No wonder our black salesman that breaks the fourth wall has been widely likened to Sorry to Bother You and The Wolf of Wall Street what with Askaripour's regimen of two hours of movie trailers and music videos before writing. A very well-balanced satire that makes you laugh and cringe at our very own world he holds a mirror to. A very hard one to put down!
Thank you, P. Djeli Clark, for writing this Victorian Egyptian steampunk novel just for me! "A Master of Djinn" melds the mysterious adventures of Elizabeth Peters' Amelia Peabody archaeological mysteries with the snarky steampunk vibe of Gail Carriger's Parasol Protectorate series. Along with a dash of the inclusive romance that I've been devouring lately and a cast of multicultural characters, the result is the most entertaining book I've read this year from the most original voice I could hope to find.

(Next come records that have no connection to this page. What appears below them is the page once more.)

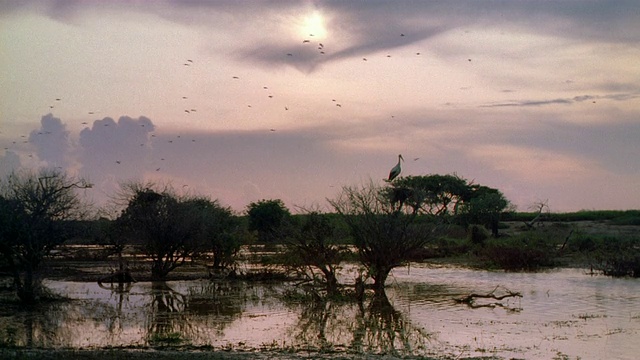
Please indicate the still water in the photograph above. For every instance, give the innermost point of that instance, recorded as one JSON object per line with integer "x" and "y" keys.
{"x": 561, "y": 314}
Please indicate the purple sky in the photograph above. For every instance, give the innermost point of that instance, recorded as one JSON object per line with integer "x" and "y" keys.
{"x": 250, "y": 100}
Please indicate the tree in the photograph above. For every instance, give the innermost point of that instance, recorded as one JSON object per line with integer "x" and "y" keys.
{"x": 219, "y": 231}
{"x": 385, "y": 233}
{"x": 436, "y": 195}
{"x": 311, "y": 247}
{"x": 450, "y": 199}
{"x": 35, "y": 212}
{"x": 484, "y": 206}
{"x": 170, "y": 229}
{"x": 267, "y": 218}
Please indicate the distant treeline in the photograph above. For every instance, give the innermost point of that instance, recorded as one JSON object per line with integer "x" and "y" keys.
{"x": 619, "y": 217}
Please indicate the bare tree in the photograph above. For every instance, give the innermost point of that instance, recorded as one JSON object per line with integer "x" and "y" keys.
{"x": 386, "y": 234}
{"x": 173, "y": 228}
{"x": 312, "y": 251}
{"x": 35, "y": 214}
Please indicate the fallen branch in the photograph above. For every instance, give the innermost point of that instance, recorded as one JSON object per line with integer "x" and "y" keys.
{"x": 470, "y": 299}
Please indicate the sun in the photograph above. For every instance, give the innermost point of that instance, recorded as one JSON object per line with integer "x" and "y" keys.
{"x": 313, "y": 25}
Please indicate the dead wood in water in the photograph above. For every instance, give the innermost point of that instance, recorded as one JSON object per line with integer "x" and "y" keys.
{"x": 470, "y": 299}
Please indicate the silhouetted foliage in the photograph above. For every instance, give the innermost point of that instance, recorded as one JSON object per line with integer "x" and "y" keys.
{"x": 449, "y": 199}
{"x": 172, "y": 229}
{"x": 312, "y": 248}
{"x": 267, "y": 218}
{"x": 35, "y": 214}
{"x": 386, "y": 234}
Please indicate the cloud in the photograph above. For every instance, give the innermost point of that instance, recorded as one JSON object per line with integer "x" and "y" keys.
{"x": 119, "y": 149}
{"x": 9, "y": 162}
{"x": 51, "y": 141}
{"x": 575, "y": 99}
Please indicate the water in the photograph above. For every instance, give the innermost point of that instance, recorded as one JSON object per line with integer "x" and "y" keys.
{"x": 562, "y": 313}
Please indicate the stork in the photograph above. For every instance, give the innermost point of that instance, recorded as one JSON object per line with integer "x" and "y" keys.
{"x": 396, "y": 169}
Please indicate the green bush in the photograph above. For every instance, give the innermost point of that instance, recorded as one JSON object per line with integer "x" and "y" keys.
{"x": 527, "y": 252}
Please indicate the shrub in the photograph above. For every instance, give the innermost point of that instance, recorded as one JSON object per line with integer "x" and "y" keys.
{"x": 525, "y": 252}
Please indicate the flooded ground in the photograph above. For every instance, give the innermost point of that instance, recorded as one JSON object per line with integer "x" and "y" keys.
{"x": 562, "y": 313}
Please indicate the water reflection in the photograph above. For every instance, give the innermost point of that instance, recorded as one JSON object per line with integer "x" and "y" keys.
{"x": 376, "y": 327}
{"x": 560, "y": 312}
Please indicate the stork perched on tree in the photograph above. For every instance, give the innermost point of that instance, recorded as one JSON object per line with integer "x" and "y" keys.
{"x": 396, "y": 169}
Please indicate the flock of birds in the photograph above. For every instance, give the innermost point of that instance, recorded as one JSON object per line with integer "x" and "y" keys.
{"x": 189, "y": 110}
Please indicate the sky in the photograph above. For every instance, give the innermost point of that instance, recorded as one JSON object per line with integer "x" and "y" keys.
{"x": 248, "y": 100}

Mediocre is anything but mediocre. Oluo lays out how we have perpetuated white supremacy and racism by celebrating the simple mediocrity of white maleness. With a seat at the table, she elbows room for other women and people of color, the biggest victims of this mediocrity, and unpacks the dangers of societal expectations. Well-researched and still accessible, this book will make you really angry but in a good way.
There's a reason why he won the Pulitzer Prize for Poetry in 2020! These poems are lovely and devastating. Beautiful and heartbreaking, of course, with titles like "Bullet Points" as a black man in America and lines like "I love a man I know I could die" as an openly gay, HIV-positive man. Read this if you want something solid and good.
I'm a sucker for a novel in verse! For fans of Elizabeth Acevedo and Jacqueline Woodson, Mahogany L. Browne writes the story of a teenage girl just trying to play basketball without getting too cold in her best friend's shadow. Her words bite but her voice is delicate, letting me relish in that dichotomy of girlhood. Chlorine Sky feels like the chemicals from the community pool and the sun setting orange, your fingers are pruny but it's just so beautiful. Five more minutes
A perfect example of a book for children and adults alike; give this to everyone you know! Woodson writes in verse, beautifully combining prose and poetry, to tell the autobiographical story of a brown girl coming of age at the tailend of Jim Crow. She grapples with identity and the idea of home, growing up in South Carolina and New York, while still trying to be a kid with dreams of becoming a writer. It's powerful, it's beautiful, it's no wonder it was a Newbery Award nominee.
Told in sparse paragraphs but with full language, like only the best bits you underline in a book. Woodson weaves together the many stories of a multi-generational black family as, across time, everyone navigates their own relationship with identity, gentrification, parenthood, class, and that red-to-the-bone feeling that comes with love.
Listening to the audiobook felt like, hilarious comedian, Michelle Buteau was my best friend sitting in my passenger seat. What I liked was that, like everyone, she has insecurities (especially as a mixed race plus size woman in our society) but she doesn't dwell and then fully embodies confidence, not cockiness and not in a ra-ra-bumper-sticker way. Essays range from her early years in comedy to bumbling hookups that led to her Dutch husband to 9/11 and trying to get pregnant via IVF. If that didn't convince you, watch her minute-long scene in Someone Great on Youtube then read this book.
Trethewey comes at writing a memoir like the poet that she is. Her words will break your heart almost as much as her story does, told from a daughter's perspective of her mother suffering through domestic violence. She really shows the thin line between love and hate, passion and anger, especially in the bone-chilling recorded phone calls between her mother and ex-husband. Through her efforts to learn more about the woman she lost when she was 19, Trethewey will take your breath away.
This novel is both the stories of twelve women and a sweeping history of the Black British experience. With poetic prose, dazzling characters, and intricate details, it is impossible not to get lost in Evaristo's work.